Prozesstermin ist noch nicht bekannt

„Die tatsächliche Schadenshöhe ist nur schwer zu beziffern“, sagt Claudia Krauth, die Sprecherin der Staatsanwaltschaft. Da der Tatvorwurf der Untreue bereits erhoben werde, wenn ein Geldbetrag nur in Gefahr gerate, verloren zu gehen, sei es in einigen Fällen nicht sicher, ob auch tatsächlich ein Schaden eingetreten sei. So wird den beiden Angeklagten vorgeworfen, durch eine Vielzahl von Buchungen zwischen den Konten der Eigentümergesellschaften versucht zu haben, Fehlbeträge zu verschleiern. Manche Summen seien wie in einem Kreislauf auch wieder auf ihr ursprüngliches Konto zurück überwiesen worden. Außerdem sollen die Zwei Kontoauszüge gefälscht haben, um damit ebenfalls ihr Treiben zu vertuschen. Ein genauer Prozesstermin sei noch nicht bekannt, teilt die Staatsanwältin mit.

Die betroffenen WEGs werden mit aller Wahrscheinlichkeit auf ihrem Schaden sitzen bleiben, da die insolvente Verwaltungsfirma deren Rücklagen nicht von ihrem Vermögen getrennt hatte. Das Wohnungseigentumsgesetz schreibt aber eine Rücklage zwingend vor, weshalb die Betroffenen durch Sonderumlagen ihre Kassen wieder auffüllen mussten. Die Pleite des Waiblinger Unternehmens und einer großen Stuttgarter Hausverwaltung im vergangenen Frühjahr hat den Verband der Immobilienverwalter Baden-Württembergs (VDIV) veranlasst, eine Checkliste zur Suche qualifizierter Verwalter zu erstellen.

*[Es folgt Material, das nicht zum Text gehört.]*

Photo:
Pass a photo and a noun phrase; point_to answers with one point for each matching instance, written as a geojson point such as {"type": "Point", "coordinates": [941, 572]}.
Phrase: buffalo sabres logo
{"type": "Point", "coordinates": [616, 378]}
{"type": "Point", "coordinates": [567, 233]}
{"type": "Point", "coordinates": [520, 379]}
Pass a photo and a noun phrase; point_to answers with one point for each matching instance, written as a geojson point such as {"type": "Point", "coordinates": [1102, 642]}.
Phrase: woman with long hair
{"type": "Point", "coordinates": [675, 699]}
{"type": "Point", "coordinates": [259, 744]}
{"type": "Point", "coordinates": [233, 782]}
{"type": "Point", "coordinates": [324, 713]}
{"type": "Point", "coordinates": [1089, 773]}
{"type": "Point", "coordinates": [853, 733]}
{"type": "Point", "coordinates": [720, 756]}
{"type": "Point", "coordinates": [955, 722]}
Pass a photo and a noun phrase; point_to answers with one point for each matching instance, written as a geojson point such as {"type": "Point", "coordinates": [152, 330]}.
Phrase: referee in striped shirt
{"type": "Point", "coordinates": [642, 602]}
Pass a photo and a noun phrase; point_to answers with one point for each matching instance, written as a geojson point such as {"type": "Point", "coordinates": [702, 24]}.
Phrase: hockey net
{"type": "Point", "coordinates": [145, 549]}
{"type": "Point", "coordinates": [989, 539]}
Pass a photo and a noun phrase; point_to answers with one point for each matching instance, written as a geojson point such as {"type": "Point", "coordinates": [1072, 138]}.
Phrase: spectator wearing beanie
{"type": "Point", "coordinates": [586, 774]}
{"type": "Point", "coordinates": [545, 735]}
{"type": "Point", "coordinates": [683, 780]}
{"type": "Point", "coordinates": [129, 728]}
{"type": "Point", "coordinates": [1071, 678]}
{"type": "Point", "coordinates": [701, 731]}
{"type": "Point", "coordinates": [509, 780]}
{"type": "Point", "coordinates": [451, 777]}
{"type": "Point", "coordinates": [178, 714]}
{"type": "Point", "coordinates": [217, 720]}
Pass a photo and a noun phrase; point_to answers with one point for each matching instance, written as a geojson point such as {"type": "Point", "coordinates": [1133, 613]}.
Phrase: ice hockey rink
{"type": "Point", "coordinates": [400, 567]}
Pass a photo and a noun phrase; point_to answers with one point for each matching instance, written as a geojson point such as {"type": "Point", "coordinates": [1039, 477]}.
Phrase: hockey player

Versicherungen sollen Eigentümer schützen

Verband bemängelt Qualifikationen

Bisher reiche es aus, ein Gewerbe anzumelden, um sich als Immobilienverwalter zu betätigen, teilte der Verband aus diesem Anlass mit. Das Wohnungseigentumsgesetz sei jedoch sehr komplex, weshalb eine Qualifikation darin eigentlich dringend notwendig wäre. Wichtig seien nicht nur entsprechende Referenzen, sondern vor allem eine Reihe von Versicherungen, die eine Verwaltung abschließen sollte, um finanzielle Schäden von ihren Kunden abzuhalten. Dazu zähle neben einer Vermögensschaden- und einer Betriebshaftpflichtversicherung eine Vertrauensschadenversicherung, die das Vermögen einer WEG auf bis zu zwei Millionen Euro abdecke.